2015 yılı Şubat ayı sonu itibarıyla takipteki alacakların toplam kredilere oranı yüzde 2,9 oranında seyretmektedir. Uzun süredir artış eğiliminde olan mevduatın krediye dönüşüm oranı yüzde 121,3 ile bir miktar azalış göstermiştir. Yabancı para net genel pozisyonu/özkaynak standart oranının yüzde -1,4 ile mevzuatta belirtilen yasal orandan oldukça düşük olması bankacılık sektörünün döviz riskinin sınırlı olduğunu göstermektedir. Aktif ve özkaynak kârlılıkları sırasıyla yüzde 1,3 ve yüzde 11,9 olarak gerçekleşmiş olup oranlardaki düşüşün net faiz marjlarındaki daralmadan kaynaklandığı değerlendirilmektedir. 2012 yılı Temmuz ayından itibaren Basel II standartlarının uygulandığı sektörün sermaye yeterlilik oranları azalma eğilimini koruyarak yüzde 15,7 olarak gerçekleşmiştir. Toplam likidite yeterlilik oranının yüzde 141,2 ile asgari yükümlülüğün oldukça üzerinde olması sektörün yüksek miktarda likit varlıkla çalıştığını göstermektedir.

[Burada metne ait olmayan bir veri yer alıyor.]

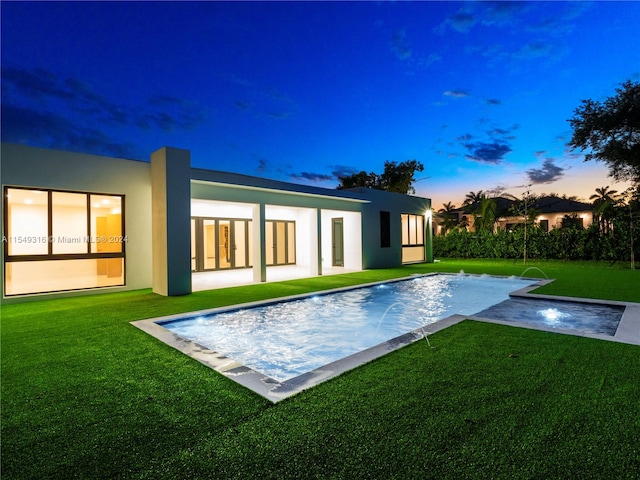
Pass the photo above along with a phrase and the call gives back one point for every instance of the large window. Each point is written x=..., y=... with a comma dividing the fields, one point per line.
x=385, y=229
x=412, y=238
x=56, y=240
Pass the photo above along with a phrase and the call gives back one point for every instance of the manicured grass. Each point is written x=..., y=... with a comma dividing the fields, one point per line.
x=86, y=395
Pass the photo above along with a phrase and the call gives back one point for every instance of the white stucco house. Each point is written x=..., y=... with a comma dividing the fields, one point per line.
x=75, y=223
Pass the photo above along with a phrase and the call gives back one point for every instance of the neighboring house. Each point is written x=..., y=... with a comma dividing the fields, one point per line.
x=78, y=222
x=550, y=211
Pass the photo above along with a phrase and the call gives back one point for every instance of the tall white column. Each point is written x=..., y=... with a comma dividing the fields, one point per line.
x=170, y=221
x=259, y=244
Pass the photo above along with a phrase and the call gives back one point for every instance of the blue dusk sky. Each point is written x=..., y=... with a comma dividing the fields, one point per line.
x=479, y=92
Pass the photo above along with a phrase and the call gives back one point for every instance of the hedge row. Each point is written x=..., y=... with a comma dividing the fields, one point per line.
x=560, y=244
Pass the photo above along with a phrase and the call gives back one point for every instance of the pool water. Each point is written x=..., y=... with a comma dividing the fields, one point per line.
x=286, y=339
x=586, y=317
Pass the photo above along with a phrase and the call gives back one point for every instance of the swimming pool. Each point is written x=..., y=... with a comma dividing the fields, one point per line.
x=286, y=339
x=381, y=312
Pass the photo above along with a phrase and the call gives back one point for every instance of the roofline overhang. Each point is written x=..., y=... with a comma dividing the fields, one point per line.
x=279, y=191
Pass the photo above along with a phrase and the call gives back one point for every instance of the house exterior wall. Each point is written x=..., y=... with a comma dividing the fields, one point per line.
x=158, y=204
x=373, y=254
x=60, y=170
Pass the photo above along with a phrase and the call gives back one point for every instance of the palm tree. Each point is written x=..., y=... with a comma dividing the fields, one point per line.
x=485, y=216
x=473, y=199
x=603, y=202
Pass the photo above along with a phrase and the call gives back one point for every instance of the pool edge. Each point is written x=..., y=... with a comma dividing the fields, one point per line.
x=628, y=332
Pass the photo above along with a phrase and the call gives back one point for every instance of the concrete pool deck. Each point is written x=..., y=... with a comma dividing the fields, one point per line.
x=628, y=331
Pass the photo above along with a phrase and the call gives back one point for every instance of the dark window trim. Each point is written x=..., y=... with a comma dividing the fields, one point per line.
x=50, y=256
x=409, y=215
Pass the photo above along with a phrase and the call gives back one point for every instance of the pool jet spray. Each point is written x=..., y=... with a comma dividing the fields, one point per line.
x=424, y=334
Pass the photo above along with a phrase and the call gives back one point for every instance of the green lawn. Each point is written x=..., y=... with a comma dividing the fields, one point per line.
x=86, y=395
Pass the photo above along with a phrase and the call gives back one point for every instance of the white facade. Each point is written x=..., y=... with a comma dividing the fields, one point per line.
x=77, y=224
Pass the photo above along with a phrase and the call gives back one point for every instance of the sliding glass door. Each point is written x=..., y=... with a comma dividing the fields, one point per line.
x=281, y=242
x=219, y=244
x=227, y=243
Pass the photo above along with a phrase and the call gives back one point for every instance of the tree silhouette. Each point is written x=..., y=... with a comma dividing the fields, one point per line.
x=448, y=217
x=604, y=201
x=610, y=132
x=397, y=177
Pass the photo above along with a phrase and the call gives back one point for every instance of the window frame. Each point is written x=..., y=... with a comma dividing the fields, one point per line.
x=50, y=238
x=419, y=232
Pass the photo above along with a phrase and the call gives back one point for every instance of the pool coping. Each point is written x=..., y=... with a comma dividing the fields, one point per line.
x=628, y=332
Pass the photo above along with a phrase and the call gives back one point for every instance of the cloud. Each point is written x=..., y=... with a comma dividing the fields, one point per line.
x=549, y=172
x=500, y=14
x=45, y=129
x=464, y=138
x=262, y=165
x=75, y=101
x=313, y=177
x=339, y=171
x=491, y=153
x=400, y=45
x=458, y=93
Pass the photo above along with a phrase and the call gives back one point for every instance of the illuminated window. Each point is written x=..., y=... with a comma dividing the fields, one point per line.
x=412, y=238
x=58, y=240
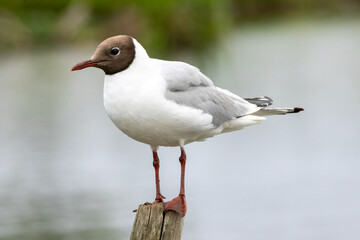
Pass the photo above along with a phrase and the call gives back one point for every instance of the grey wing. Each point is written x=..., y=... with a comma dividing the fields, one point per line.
x=186, y=85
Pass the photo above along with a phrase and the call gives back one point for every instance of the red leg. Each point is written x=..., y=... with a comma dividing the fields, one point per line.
x=178, y=204
x=156, y=163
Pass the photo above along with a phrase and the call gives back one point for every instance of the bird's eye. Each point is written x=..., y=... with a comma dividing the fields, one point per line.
x=115, y=51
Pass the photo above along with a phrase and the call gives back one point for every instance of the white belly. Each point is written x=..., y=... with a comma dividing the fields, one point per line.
x=138, y=108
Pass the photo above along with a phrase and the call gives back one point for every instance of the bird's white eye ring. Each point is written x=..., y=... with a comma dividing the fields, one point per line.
x=115, y=51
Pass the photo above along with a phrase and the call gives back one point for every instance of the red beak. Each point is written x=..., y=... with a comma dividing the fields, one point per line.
x=84, y=64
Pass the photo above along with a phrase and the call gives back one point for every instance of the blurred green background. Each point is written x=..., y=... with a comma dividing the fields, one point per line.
x=163, y=25
x=67, y=173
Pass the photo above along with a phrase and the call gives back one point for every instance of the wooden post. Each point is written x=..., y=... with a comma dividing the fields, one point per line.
x=153, y=223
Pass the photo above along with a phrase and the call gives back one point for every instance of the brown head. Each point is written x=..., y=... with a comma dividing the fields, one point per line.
x=113, y=55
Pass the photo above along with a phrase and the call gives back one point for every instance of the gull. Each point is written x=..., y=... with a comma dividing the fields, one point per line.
x=169, y=103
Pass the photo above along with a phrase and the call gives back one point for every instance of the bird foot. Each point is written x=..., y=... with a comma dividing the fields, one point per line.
x=177, y=204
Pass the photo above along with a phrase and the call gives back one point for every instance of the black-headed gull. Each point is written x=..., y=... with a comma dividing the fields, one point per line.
x=169, y=103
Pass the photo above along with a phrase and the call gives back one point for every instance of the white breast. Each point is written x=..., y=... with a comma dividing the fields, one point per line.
x=134, y=100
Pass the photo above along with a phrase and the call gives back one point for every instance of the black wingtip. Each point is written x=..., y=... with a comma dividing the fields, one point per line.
x=296, y=110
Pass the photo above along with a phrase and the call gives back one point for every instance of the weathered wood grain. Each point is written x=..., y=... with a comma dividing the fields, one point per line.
x=152, y=222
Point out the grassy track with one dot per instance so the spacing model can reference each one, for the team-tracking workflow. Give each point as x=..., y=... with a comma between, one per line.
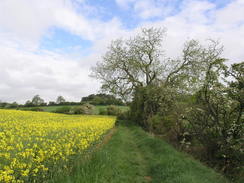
x=133, y=156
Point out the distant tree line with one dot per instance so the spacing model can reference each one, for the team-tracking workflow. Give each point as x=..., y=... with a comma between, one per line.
x=195, y=101
x=102, y=99
x=94, y=99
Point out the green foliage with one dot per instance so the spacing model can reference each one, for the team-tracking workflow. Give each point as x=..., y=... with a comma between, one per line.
x=83, y=109
x=32, y=109
x=103, y=111
x=64, y=109
x=113, y=110
x=102, y=99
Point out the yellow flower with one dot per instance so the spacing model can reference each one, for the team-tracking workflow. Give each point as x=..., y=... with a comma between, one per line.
x=32, y=143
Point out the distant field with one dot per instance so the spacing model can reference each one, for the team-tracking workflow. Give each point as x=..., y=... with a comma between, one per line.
x=54, y=108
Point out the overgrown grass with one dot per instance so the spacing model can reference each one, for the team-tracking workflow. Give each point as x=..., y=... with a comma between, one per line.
x=133, y=155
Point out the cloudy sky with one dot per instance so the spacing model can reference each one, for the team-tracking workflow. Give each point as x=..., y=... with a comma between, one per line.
x=48, y=46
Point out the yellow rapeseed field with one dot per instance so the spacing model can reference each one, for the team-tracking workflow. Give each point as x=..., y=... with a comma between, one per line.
x=35, y=145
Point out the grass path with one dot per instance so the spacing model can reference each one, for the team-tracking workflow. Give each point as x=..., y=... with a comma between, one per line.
x=133, y=156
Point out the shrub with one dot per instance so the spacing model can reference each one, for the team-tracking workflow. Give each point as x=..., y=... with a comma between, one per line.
x=103, y=111
x=65, y=110
x=31, y=109
x=124, y=115
x=113, y=110
x=84, y=109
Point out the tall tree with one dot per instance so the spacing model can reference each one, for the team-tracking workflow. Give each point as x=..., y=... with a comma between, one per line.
x=131, y=63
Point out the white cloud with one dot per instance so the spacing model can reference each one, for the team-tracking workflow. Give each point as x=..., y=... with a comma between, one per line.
x=24, y=74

2015 yılı Şubat ayı sonu itibarıyla yurtiçi yerleşiklerin yatırım portföyleri arasında en yüksek orana sahip kalem yüzde 40,5 ile TL mevduat olmaya devam etmektedir. Bunu yüzde 22,7 ile döviz mevduatı ve yüzde 22,1 ile devlet iç borçlanma senetleri takip etmektedir. 2014 yılı sonuyla karşılaştırıldığında TL mevduat, devlet iç borçlanma senetleri, hisse senedi ve özel sektör borçlanma senetlerinin portföydeki ağırlığının azaldığı görülürken payında en fazla artış olan menkul kıymet, dolardaki artışın da etkisiyle döviz mevduatı olarak kaydedilmiştir.

2015 yılı Şubat ayı sonu itibarıyla yurtdışı yerleşiklerin portföy tercihlerini ağırlıklı olarak yüzde 38,8 oranında hisse senetleri, yüzde 33,2 oranında devlet iç borçlanma senetleri ve yüzde 14,9 oranında da döviz mevduatı oluşturmaktadır. 2014 yılı sonuyla karşılaştırıldığında TL mevduat, hisse senedi ve devlet iç borçlanma senetlerinin portföydeki ağırlıklarının azaldığı; döviz mevduatı, ve reponun paylarının ise arttığı görülmektedir. Bu dönemde yurtdışı yerleşiklerin portföylerindeki payını en çok artırdıkları menkul kıymet döviz mevduatıdır.

Tablo 24. Bankacılık Sektörü Kredileri

(1) Mali olmayan kesime verilen kredileri ifade eder. TCMB tarafından verilen krediler dahil değildir.

(2) Yurtdışı yerleşiklerin vadeli ve vadesiz hesaplarını da içermektedir.

Tablo 25. TL Kredilere Uygulanan Ağırlıklı Ortalama Faiz Oranları (Akım Veriler)

(Yüzde) İhtiyaç Kredileri Taşıt Kredileri Konut Kredileri TÜKETİCİ KREDİLERİ TİCARİ KREDİLER

2010 Aralık 12,0 9,7 9,6 10,8 8,4

Tablo 26. Yurtiçi Yerleşiklerin Portföy Yatırım Stoku

(Milyon TL)

Kaynak: TCMB, BDDK, MKK, EGM

(1) Yabancı para cinsinden mevduatlara 28 Aralık 2012 tarihli verilerden itibaren Kıymetli Maden Depo Hesapları verisi eklenmiştir.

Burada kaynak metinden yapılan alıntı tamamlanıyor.